The Mariners lose Pineda, who looks to be a potentially dominant starting pitcher for years with his 6’7” frame and diabolical slider (Dave Niehaus’s words). This seems like a steep price to pay. However, the Mariners play in the best pitching park in the league. No one knew who Michael Pineda and Doug Fister were two years ago. Yet the stadium transformed both of them into above-average #2 starters. Jack Z has parlayed that success into two trades that brought very respected prospects into Seattle, prospects that Seattle could have never acquired straight-up two years ago for the exact same players. That being said, Jack Z needs to be given credit for maximizing the value of his resources based on their surroundings.
Furthermore, we already know what the Mariners can do with their current starting pitching and zero offensive firepower. We all suffered through the team’s hitting nightmares the last two seasons. It would be moronic to trot out the same roster and expect drastic results in 2012. A move like this had to be made to bolster the Mariners’ much maligned line-up. On top of that, remember that Seattle has excellent pitching depth across the board. It seems much more plausible that Seattle’s stadium and farm system can churn out the next Michael Pineda 3 times over before it finds the next Jesus Montero. Waiting in the wings behind Felix and Vargas are a plethora of hot, young arms: Blake Beavan, Charlie Furbush, Chance Ruffin, and Danny Hultzen. Surely one of them can fill the void left by Pineda. Also, don’t sleep on the underrated signing last week of the very quality Japanese starting pitcher Hisashi Iwakuma, who figures to be #3 or #4 in the rotation.

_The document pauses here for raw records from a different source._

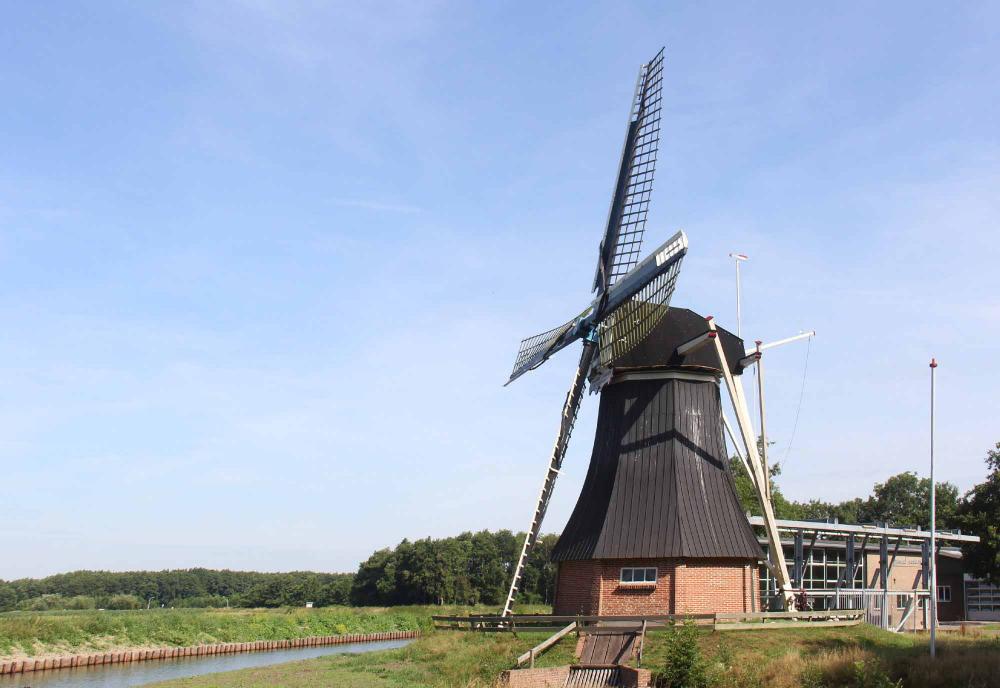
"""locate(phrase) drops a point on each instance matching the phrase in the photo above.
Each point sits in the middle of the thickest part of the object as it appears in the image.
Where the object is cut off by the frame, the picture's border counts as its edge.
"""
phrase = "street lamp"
(933, 527)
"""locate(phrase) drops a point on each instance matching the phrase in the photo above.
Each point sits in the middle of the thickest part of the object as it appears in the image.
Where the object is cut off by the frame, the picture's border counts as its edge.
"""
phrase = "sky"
(264, 266)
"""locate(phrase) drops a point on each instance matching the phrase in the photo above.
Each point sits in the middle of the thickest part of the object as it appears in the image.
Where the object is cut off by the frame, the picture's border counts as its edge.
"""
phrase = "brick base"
(683, 586)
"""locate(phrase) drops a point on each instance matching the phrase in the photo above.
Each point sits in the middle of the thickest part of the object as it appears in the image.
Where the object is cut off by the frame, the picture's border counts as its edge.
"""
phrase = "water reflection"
(140, 673)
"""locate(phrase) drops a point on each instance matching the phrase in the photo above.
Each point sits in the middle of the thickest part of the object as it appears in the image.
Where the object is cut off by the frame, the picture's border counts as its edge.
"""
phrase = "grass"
(33, 634)
(785, 658)
(854, 657)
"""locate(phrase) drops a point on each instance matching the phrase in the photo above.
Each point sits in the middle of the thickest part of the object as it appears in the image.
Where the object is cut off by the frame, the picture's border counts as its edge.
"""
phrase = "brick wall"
(683, 586)
(534, 678)
(578, 587)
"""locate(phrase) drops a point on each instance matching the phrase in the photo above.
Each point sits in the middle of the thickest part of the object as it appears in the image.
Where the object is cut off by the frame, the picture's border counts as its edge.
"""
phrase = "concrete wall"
(905, 575)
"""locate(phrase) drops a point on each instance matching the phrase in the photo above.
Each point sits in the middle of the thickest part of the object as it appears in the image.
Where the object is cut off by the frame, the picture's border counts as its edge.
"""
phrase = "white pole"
(739, 315)
(738, 257)
(933, 561)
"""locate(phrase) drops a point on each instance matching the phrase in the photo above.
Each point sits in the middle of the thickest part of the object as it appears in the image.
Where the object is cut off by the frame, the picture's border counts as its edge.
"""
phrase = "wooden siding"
(658, 484)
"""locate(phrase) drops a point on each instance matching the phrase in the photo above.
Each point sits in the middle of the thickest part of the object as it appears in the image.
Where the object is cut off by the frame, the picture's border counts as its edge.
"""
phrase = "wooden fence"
(548, 623)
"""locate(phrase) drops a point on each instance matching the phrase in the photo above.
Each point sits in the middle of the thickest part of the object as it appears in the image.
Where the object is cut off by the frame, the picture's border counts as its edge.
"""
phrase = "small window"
(640, 575)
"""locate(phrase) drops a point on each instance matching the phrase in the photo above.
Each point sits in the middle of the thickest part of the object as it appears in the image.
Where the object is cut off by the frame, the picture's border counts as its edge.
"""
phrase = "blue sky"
(265, 264)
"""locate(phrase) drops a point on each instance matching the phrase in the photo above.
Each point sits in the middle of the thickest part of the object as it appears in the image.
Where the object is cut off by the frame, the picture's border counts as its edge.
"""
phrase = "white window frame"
(632, 570)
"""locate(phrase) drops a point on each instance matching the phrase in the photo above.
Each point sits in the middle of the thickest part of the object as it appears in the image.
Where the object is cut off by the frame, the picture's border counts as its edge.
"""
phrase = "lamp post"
(738, 258)
(933, 527)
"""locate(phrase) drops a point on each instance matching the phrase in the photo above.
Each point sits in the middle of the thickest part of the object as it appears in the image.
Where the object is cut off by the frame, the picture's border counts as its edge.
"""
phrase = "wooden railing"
(629, 624)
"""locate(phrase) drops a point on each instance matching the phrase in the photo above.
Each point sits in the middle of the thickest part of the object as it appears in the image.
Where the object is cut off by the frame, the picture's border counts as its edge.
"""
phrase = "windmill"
(631, 301)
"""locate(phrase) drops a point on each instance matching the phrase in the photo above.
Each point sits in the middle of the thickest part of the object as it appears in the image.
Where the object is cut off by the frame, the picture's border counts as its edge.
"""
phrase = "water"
(140, 673)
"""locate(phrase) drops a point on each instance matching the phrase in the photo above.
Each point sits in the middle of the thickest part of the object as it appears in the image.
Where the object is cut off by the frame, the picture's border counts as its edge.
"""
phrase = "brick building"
(658, 528)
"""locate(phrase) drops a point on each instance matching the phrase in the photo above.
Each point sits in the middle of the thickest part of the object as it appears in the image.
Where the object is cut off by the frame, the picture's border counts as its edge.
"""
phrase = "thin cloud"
(378, 206)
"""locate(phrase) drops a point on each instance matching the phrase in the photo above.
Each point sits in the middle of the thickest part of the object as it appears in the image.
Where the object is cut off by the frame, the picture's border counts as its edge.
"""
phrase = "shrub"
(684, 666)
(868, 674)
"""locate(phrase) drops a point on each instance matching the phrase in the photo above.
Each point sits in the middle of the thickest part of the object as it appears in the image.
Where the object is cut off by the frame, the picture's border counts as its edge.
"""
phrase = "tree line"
(178, 588)
(475, 568)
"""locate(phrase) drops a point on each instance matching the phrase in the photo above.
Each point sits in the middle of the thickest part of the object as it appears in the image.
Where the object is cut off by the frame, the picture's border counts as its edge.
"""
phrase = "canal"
(141, 673)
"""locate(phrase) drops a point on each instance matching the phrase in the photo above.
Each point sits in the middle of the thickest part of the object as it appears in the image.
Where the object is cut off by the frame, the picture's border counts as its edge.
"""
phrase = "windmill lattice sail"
(632, 295)
(626, 226)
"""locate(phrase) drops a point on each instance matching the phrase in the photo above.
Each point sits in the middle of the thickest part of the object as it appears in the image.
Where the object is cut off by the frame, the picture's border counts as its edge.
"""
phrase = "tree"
(979, 513)
(904, 500)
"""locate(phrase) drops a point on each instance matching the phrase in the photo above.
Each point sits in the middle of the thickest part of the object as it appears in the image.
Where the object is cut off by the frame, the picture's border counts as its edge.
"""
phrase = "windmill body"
(658, 502)
(658, 528)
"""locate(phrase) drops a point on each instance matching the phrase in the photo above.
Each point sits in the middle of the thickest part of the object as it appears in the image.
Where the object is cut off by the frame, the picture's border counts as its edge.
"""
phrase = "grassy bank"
(35, 634)
(857, 657)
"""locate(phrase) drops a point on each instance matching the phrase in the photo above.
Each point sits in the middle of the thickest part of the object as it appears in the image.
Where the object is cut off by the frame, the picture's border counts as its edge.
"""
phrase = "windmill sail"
(635, 317)
(622, 243)
(536, 349)
(620, 279)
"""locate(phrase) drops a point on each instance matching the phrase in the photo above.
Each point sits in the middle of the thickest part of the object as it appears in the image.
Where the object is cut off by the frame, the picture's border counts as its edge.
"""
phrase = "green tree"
(979, 513)
(904, 500)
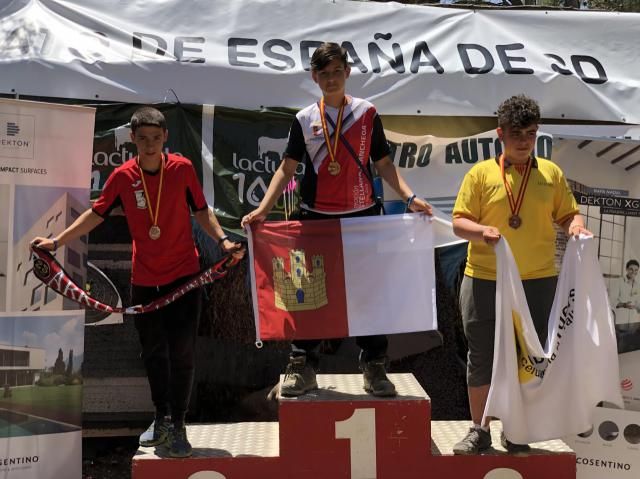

Next season the Mariners will also throw out a bevy of young, highly touted bats: Montero will be joined by Dustin Ackley, Justin Smoak, Mike Carp, Chih Hsieng-Chiang, Alex Liddi, and Casper Wells. If even half of these bats turn out somewhere close to what they are fully capable of, the Mariners may actually be able to score some runs. 2013 will also bring the uncanny hitting prowess of tall and skinny Nick Franklin at SS – who continues to defy traditional logic and is killing the ball in the minor leagues.
The move likely spells the end of the Prince Fielder sweepstakes. The Mariners were in the market to acquire a big bat and they did, at a milli-fraction of the salary (Both Pineda and Montero are under firmly structured rookie contracts). This trade had almost zero to do with economics, and everything to do with need. The M’s are arm-heavy, and traded one for a bat; a big bat. It’s about damn time.
You may remember that I previously stated that I was going to kick the Mariners to the proverbial curb like a trailer trash husband until they earned my time by addressing their offensive woes. Well Jack Z, put on your best pig-killing boots and give the old El Camino a jump, because we’re getting back together tonight.